Среди членов этой группы Наим производил самое странное впечатление: с вечной трубкой в зубах, которую он не позволял себе зажигать, с запахом вишневого варенья из Алеппо, с короной седых волос. Ни рабочий, ни подлинный интеллектуал — разорившийся фабрикант. По логике вещей, остальные не должны были доверять ему, руководствуясь своими книжками по классовой борьбе, но ничего подобного: никто не ставил под сомнение его мотивы и преданность делу — и во время собраний за ним даже признавалось право на некоторое первенство. Поговаривали, что его семья некогда владела половиной города: по глупому левантийскому обыкновению, это утверждение означало, что они были богаты. Кризис тридцатых годов разорил их, как многих: отец Наима, его мать и дядья один за другим умерли, так и не избыв горечи, ему же выпала на долю неблагодарная задача ликвидации фамильного достояния ради выплаты долгов кредиторам. Наим все продал, все потерял, кроме дома на берегу моря — старого строения времен Османской империи, обширного и некогда роскошного, на содержание которого уже не было средств, так что, когда я попал туда, процесс разрушения зашел довольно далеко. Облупившиеся и кое-где даже осыпающиеся стены, заросший кустарником сад, циновки и матрасы вместо мебели, зияющая дырами крыша — несмотря на все это, дом сохранил свое благородство, безмятежность и очарование.

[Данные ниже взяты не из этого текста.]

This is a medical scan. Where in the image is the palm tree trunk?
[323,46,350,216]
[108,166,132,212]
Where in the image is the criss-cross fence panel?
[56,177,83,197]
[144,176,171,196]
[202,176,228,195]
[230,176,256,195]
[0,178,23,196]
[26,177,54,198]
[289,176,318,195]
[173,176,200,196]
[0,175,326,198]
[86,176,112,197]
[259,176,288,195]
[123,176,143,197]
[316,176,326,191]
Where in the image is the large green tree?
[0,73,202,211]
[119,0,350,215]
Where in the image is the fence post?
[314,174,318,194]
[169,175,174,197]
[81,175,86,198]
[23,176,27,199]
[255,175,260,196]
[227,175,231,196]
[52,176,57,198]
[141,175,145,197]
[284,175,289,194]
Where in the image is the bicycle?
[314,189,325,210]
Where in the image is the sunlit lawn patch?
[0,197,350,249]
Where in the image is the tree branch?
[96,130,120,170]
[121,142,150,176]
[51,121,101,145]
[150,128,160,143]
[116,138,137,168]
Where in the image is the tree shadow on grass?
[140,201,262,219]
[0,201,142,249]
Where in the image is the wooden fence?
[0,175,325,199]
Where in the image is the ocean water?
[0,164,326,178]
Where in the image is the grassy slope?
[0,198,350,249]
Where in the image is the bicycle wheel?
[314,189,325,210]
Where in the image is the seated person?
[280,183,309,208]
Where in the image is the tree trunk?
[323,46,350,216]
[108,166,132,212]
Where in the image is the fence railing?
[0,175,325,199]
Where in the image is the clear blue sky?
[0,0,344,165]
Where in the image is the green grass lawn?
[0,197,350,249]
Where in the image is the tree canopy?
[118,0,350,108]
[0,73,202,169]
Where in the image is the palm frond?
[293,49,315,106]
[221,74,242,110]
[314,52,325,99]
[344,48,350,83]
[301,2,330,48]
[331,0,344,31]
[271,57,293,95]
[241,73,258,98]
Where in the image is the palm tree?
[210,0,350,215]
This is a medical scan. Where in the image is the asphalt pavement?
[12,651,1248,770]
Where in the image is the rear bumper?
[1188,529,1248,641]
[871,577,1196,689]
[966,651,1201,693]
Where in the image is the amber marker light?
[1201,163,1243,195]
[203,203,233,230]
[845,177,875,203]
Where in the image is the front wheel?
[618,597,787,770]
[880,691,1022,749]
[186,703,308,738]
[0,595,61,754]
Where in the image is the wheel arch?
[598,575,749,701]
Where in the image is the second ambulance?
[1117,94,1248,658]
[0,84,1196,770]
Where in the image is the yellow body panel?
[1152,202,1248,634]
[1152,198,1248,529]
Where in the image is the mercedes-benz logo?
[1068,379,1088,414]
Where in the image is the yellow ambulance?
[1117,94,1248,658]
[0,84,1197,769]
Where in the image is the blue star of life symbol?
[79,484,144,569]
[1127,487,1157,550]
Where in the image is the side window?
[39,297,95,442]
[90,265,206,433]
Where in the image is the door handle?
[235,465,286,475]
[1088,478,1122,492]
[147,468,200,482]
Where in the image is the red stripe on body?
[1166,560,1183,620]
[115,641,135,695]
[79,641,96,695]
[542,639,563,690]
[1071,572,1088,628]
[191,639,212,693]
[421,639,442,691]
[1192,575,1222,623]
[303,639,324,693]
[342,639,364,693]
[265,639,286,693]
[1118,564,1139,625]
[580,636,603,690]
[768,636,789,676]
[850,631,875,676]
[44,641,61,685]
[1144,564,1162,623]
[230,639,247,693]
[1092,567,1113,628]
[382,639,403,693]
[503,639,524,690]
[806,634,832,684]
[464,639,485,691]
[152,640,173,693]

Именно здесь было устроено празднество в нашу честь.

За вечер мы дважды слышали звук далеких разрывов. Взволновало это только меня одного; другие — привычные к такого рода вещам — лишь вяло поспорили о том, где это могло произойти; танцы прервались лишь на несколько секунд, а затем продолжились под музыку взятого напрокат патефона.

Сколько праздников, не правда ли, в течение одного лета? Закружившись в этом вихре, мы с Кларой оттягивали серьезное обсуждение вопроса, который, однако, ни на секунду не упускали из виду: где нам жить? Единственное, в чем мы были уверены, — жить мы будем вместе. Это сомнению не подлежало, но где именно?

Если бы мне пришлось принимать решение сегодня, я бы знал, как поступить. Уже в конце лета мы уехали бы в Монпелье, где я продолжил бы свои занятия медициной, а она — историей. Сегодня я уверен, что иного выбора у нас не было. Если бы в голове молодого человека, каким я был тогда, мог прозвучать голос старого мудреца, каким я стал теперь, этот голос сказал бы: «Спасайся! Крепко возьми за руку свою жену и беги, бегите, спасайтесь!» Но молодой человек и молодая женщина вроде нас имели других советчиков — свои тогдашние иллюзии. На Левант уже готов был обрушиться смерч, а мы хотели остановить его голыми руками! Да, именно так. Весь мир смирился с тем, что арабы и евреи убивают друг друга в течение десятилетий, быть может, даже веков, все воспринимали это как нечто неизбежное — англичане и русские, американцы и турки… Все, за исключением нас двоих и горстки таких же, как мы, мечтателей. Мы хотели остановить этот конфликт, хотели, чтобы наша любовь стала символом другого пути.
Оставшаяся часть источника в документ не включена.